Как ни смешны были причитания Марго, однако никто из ребят не смеялся. Мы сидели молча, избегая смотреть друг на друга. У всех был испуганный и виноватый вид. Дюймовочка сидела, закрыв лицо руками. Только Лийка Бегичева улыбалась, но улыбалась фальшиво.
Ну, до чего же глупо всё получилось! Я хотела доказать Марго, что чертей не бывает, а теперь весь класс может поверить в них!
— Ребята, — сказала я, — мы тут ни при чём! И черти тут ни при чём! Это же простое совпадение! Ведь Нина Александровна сказала, что у Ольги Фёдоровны старый инфаркт и, значит, с ней так и так должно было случиться…это!
— А почему же раньше не случилось? — захныкала Марго.

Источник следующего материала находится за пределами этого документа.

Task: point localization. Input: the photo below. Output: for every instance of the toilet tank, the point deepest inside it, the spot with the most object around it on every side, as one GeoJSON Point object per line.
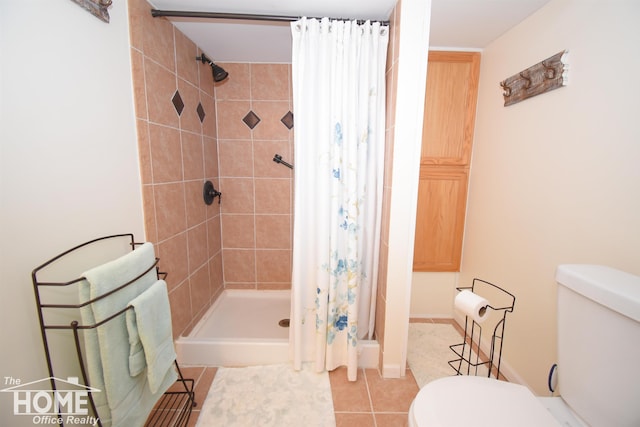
{"type": "Point", "coordinates": [599, 344]}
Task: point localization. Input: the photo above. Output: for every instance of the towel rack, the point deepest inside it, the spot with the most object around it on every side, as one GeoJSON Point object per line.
{"type": "Point", "coordinates": [55, 299]}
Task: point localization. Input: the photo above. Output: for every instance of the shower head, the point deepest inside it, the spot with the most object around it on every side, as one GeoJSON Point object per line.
{"type": "Point", "coordinates": [219, 73]}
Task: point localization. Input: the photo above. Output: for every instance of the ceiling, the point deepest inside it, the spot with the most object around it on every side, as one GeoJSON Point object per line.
{"type": "Point", "coordinates": [469, 24]}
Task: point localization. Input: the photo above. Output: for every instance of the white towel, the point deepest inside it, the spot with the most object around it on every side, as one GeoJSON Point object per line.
{"type": "Point", "coordinates": [150, 334]}
{"type": "Point", "coordinates": [124, 400]}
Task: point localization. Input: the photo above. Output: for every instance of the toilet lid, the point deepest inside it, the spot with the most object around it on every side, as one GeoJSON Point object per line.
{"type": "Point", "coordinates": [463, 401]}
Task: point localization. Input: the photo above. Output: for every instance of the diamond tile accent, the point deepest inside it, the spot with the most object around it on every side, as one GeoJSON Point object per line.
{"type": "Point", "coordinates": [177, 102]}
{"type": "Point", "coordinates": [251, 119]}
{"type": "Point", "coordinates": [200, 111]}
{"type": "Point", "coordinates": [287, 120]}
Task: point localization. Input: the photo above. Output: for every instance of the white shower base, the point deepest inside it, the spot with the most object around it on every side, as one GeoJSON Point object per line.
{"type": "Point", "coordinates": [242, 329]}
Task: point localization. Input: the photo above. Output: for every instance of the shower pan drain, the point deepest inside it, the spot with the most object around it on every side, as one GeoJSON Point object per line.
{"type": "Point", "coordinates": [284, 323]}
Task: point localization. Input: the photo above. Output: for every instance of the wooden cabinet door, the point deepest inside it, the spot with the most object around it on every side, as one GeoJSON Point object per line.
{"type": "Point", "coordinates": [442, 198]}
{"type": "Point", "coordinates": [450, 108]}
{"type": "Point", "coordinates": [447, 137]}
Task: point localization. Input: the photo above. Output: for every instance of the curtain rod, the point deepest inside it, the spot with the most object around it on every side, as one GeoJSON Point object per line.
{"type": "Point", "coordinates": [216, 15]}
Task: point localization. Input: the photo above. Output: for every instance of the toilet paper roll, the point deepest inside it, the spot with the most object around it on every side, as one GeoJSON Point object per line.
{"type": "Point", "coordinates": [472, 305]}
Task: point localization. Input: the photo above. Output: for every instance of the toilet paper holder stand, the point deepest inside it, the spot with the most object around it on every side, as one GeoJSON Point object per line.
{"type": "Point", "coordinates": [471, 358]}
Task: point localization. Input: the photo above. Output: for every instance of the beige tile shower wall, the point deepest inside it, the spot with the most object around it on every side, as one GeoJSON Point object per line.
{"type": "Point", "coordinates": [257, 192]}
{"type": "Point", "coordinates": [178, 152]}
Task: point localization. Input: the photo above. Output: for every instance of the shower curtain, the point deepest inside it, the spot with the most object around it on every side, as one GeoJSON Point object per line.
{"type": "Point", "coordinates": [338, 76]}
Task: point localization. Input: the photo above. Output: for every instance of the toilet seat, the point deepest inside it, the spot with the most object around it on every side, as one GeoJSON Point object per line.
{"type": "Point", "coordinates": [462, 401]}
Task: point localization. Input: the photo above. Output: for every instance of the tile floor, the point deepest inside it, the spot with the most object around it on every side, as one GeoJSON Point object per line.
{"type": "Point", "coordinates": [371, 401]}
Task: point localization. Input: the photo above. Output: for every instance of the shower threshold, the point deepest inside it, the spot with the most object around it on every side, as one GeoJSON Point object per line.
{"type": "Point", "coordinates": [248, 328]}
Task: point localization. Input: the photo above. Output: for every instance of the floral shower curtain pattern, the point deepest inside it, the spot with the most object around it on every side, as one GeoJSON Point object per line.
{"type": "Point", "coordinates": [338, 76]}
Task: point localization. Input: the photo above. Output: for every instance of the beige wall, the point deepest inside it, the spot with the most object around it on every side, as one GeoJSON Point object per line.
{"type": "Point", "coordinates": [68, 163]}
{"type": "Point", "coordinates": [555, 179]}
{"type": "Point", "coordinates": [409, 41]}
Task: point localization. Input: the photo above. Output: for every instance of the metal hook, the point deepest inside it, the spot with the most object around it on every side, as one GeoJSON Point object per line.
{"type": "Point", "coordinates": [527, 78]}
{"type": "Point", "coordinates": [278, 159]}
{"type": "Point", "coordinates": [209, 193]}
{"type": "Point", "coordinates": [507, 89]}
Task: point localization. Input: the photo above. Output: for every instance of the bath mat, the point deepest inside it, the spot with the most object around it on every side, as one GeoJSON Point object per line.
{"type": "Point", "coordinates": [428, 351]}
{"type": "Point", "coordinates": [270, 395]}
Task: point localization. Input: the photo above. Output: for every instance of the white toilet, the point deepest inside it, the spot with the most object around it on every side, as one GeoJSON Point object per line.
{"type": "Point", "coordinates": [598, 365]}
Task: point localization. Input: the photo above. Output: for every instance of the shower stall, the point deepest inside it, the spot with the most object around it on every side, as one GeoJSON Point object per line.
{"type": "Point", "coordinates": [228, 262]}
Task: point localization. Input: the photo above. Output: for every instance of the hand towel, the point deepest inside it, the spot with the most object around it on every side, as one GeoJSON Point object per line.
{"type": "Point", "coordinates": [149, 326]}
{"type": "Point", "coordinates": [124, 400]}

— И раньше случалось! Нина Александровна говорила же, что это второй приступ! Сначала — дома, теперь в школе! Ей дадут лекарство, и всё будет в порядке!
— Ничего не в порядке! — канючила Марго. — Против чертей никакое лекарство не действует! Умрёт она, вот увидите! Попомните меня!
— Все умрём! — вздохнул Пыжик. — Одни раньше, другие позже!
— Ребята, — сказала я, — в нашей квартире живёт дядя Вася. Знаете, что говорит он? Он говорит: нельзя принимать разные случайности как законы жизни. Он говорит: «Мальчик съел грушу, выбежал на улицу и попал под трамвай. Можно ли сказать: «Не ешьте груш, иначе попадёте под трамвай»? Это же совсем не черти были, а старый инфаркт. Могу доказать хоть сегодня же! В общем, предлагаю попробовать номер с чертями ещё раз! С другими! Давайте возьмёмся ещё раз за сучки и скажем снова: «Чёрт, чёрт, помоги. Чёрт, чёрт, отврати!» Чтобы никого не вызвала…
Тут я запнулась. Я вспомнила, что следующий-то урок у нас арифметика, а нашу Раису я люблю больше всех.
Не скажу, что она добрая. Нет. У неё очень просто схлопотать единицу; пятёрки она ставит довольно скупо. И всё же мы любим её. Она не кричит на нас, не насмехается над теми, кто не понимает трудных задач, никого и никогда не выгоняет из класса. Если кто-нибудь начинает баловаться на уроках или болтать, она вызывает к доске и заставляет решать примеры и задачи. А поэтому у неё не очень побалуешься. Но больше всего ребята любят её за то, что она ровная, сдержанная. Она относится одинаково и к тем, кто учится на пятёрки, и к тем, кто плетётся позади. И даже к отстающим, пожалуй, относится лучше, чем к успевающим. Она часто беседует с ними, бывает у них дома, приглашает к себе. А когда отстающий догоняет всех, Раиса Ивановна ходит тогда по классу с таким видом, будто у неё день рождения, будто ей надарили столько цветов и конфет, что она растерялась от радости.
Скажу откровенно: не хотела бы я проверять на Раисе ворожбу с чертями.
Марго поднялась с места и сказала, размазывая слёзы по лицу:
— Чего ещё проверять? Так мы всех учителей изничтожим, а кто отвечать будет? Дознаются если, — по головке не погладят!
— Хорошо! — уступила я. — На этом уроке не будем! Но на уроке географии категорически предлагаю проверить.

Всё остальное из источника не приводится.